The Israeli invasion of Nablus was triggered by a Sunday shooting at an Israeli communal farm in which five people, including two small boys, were killed by a gunman from the Al Aqsa Martyrs' Brigade, a militia linked to Arafat's Fatah group. The attacker managed to flee the scene.

Israeli officials identified the gunman as Sirhan Sirhan, a 19-year-old from the Tulkarem refugee camp. Officials initially said they believed he was a distant relative of the assassin by the same name who killed presidential candidate Robert Kennedy in 1968 -- but later withdrew that claim.

Israeli security officials have said the order for the communal farm attack came from militiamen in Nablus.

Arafat denounced the Nablus raid as a "new war crime."

Prime Minister Ariel Sharon said in a television interview Wednesday that Israel's security chiefs have advised him not to expel Arafat, as demanded by several hard-line ministers in his Cabinet. But he also said the debate would continue.

Sharon's comments came after Foreign Minister Benjamin Netanyahu urged for the second time in two days that Arafat be expelled. Sharon has sought to diminish Arafat's powers and the government has halted direct dealings with the Palestinian leader.

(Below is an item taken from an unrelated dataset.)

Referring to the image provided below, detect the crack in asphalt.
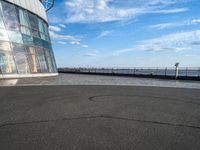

In a speech Tuesday night, Netanyahu said if he becomes prime minister in January elections, his first move would be to expel Arafat.

He renewed the call at Wednesday's Security Cabinet meeting, and was supported by Defense Minister Shaul Mofaz, according to Netanyahu's spokeswoman, Rena Riger.

Arafat responded angrily to Netanyahu.

"Netanyahu has to remember that I am Yasser Arafat and that this is my land and the land of my grand-grand-grand-grand-grandfathers," he said on the steps of his offices in the West Bank town of Ramallah, just north of Jerusalem.

Arafat has spent almost all of the past year at his headquarters and has stopped traveling abroad. Israel has said he is free to go, but suggested he may not be allowed to return to the Palestinian territories.